The modern study of the actinide elements began more than 70 years ago, yet much remains to be explored about how these radioactive elements behave in complicated systems like the soils at Department of Energy sites, the forests near Chernobyl or the ocean waters off Fukushima. The fundamental study of actinide chemistry provides a basis for understanding the mechanisms that control actinide migration in the environment. Here two major themes are presented in which one explores the structural properties of U(VI) uranyl germanates as they relate to U(VI) uranyl silicates and the emergence of cation-cation interactions as a structural feature, and the other offers a glimpse at the behavior of Np(V) and U(VI) during the growth of rock- forming minerals for the purpose of understanding the inorganic controls of crystal growth on environmental remediation.
Hydrothermal synthesis and single crystal X-ray diffraction were employed in the study of U(VI) uranyl germanates. For the study of Np(V) incorporation into rock-forming minerals, a variety of room temperature syntheses were conducted before a simple synthesis in aqueous solution was devised. Characterization methods included ICP-MS in solid and solution modes and XPS.

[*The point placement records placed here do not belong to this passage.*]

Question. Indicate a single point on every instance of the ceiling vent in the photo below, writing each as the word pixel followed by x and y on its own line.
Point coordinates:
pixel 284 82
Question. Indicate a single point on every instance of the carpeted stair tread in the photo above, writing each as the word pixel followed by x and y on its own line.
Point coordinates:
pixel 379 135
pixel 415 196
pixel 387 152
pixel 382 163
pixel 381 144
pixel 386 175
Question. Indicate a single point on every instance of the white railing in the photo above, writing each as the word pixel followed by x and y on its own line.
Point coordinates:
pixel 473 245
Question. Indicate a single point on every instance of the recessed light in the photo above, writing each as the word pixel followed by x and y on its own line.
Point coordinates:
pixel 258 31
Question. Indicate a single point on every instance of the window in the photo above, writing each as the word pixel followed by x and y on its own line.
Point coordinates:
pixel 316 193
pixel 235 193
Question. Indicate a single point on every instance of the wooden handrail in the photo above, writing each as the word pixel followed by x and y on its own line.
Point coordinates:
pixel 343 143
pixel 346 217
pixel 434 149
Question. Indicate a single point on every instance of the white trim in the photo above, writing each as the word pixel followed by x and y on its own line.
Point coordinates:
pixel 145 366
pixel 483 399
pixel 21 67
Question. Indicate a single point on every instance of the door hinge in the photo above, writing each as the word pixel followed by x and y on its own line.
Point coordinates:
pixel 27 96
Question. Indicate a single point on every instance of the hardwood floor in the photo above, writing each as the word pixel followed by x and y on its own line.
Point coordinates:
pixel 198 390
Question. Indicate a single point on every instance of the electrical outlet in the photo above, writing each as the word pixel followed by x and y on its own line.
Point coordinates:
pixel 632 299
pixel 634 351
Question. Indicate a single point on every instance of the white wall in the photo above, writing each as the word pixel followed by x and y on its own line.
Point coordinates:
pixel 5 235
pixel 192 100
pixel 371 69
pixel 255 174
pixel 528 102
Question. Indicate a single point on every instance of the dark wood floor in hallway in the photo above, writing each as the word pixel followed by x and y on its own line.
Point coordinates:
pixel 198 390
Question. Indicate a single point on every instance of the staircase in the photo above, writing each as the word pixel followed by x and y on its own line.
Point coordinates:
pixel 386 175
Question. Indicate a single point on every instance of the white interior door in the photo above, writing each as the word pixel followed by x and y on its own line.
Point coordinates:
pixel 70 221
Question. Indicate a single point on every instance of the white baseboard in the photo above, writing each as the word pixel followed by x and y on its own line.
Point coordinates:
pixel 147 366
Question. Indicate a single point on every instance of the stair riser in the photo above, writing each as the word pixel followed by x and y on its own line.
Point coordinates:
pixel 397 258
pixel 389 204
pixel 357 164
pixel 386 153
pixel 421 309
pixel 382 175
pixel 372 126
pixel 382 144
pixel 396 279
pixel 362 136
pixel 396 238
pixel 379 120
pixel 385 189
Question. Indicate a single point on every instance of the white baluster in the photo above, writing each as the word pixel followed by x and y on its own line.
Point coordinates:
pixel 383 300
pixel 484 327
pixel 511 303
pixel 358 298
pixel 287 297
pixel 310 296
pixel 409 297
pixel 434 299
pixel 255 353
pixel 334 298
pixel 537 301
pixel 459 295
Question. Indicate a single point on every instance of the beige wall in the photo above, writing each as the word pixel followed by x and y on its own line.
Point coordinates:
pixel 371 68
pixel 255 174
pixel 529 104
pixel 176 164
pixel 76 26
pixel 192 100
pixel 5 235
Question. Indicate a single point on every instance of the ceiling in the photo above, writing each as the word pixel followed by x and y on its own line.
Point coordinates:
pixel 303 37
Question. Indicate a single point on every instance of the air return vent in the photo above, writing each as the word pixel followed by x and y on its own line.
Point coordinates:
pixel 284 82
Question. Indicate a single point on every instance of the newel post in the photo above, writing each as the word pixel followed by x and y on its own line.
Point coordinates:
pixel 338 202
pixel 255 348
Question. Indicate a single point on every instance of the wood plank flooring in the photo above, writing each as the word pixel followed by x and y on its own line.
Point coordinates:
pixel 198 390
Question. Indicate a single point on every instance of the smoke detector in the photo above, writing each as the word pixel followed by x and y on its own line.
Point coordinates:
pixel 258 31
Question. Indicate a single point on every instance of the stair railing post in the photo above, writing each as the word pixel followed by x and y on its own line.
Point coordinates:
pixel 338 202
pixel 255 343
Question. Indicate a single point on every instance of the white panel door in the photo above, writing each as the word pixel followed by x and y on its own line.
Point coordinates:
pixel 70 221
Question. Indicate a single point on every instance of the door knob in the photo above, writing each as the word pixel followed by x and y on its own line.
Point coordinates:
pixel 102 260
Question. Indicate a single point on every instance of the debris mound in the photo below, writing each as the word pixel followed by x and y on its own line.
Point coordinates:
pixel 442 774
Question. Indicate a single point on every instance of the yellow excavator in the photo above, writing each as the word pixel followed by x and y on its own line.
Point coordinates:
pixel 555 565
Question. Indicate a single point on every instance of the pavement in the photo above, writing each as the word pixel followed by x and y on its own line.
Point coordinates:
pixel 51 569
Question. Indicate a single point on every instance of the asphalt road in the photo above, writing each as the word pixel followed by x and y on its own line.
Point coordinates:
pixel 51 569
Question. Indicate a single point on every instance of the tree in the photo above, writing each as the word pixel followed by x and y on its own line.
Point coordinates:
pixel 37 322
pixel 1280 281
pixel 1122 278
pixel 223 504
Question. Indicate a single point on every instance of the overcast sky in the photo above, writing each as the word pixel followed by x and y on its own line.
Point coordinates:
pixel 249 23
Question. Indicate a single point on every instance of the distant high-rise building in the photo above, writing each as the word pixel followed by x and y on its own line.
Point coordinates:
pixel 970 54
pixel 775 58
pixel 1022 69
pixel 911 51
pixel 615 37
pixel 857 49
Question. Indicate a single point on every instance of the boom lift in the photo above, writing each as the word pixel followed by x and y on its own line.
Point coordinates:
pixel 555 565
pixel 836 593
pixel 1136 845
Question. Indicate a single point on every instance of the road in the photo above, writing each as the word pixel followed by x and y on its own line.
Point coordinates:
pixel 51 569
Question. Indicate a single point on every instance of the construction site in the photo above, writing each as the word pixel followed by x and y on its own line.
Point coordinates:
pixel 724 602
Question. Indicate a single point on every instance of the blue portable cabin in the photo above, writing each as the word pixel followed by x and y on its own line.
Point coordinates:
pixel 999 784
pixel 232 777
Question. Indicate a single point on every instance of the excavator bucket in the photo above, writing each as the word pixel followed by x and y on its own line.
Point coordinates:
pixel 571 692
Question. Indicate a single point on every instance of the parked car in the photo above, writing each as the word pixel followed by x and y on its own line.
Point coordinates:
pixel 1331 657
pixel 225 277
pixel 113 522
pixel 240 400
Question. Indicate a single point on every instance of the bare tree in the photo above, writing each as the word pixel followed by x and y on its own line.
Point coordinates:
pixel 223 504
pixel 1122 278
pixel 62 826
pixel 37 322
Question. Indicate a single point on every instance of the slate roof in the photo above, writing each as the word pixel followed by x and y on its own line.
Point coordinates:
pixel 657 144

This research demonstrated (1) the structural differences between U(VI) uranyl germanates and silicates by introducing new (VI) uranyl germanate compounds with uncommon structural features, like cation-cation interactions and chains of GeO5 tetrahedra; and (2) the potential for structural incorporation to play a role in neptunium mobility in the subsurface by showing that calcite has a higher affinity for neptunium than gypsum during synthetic growth.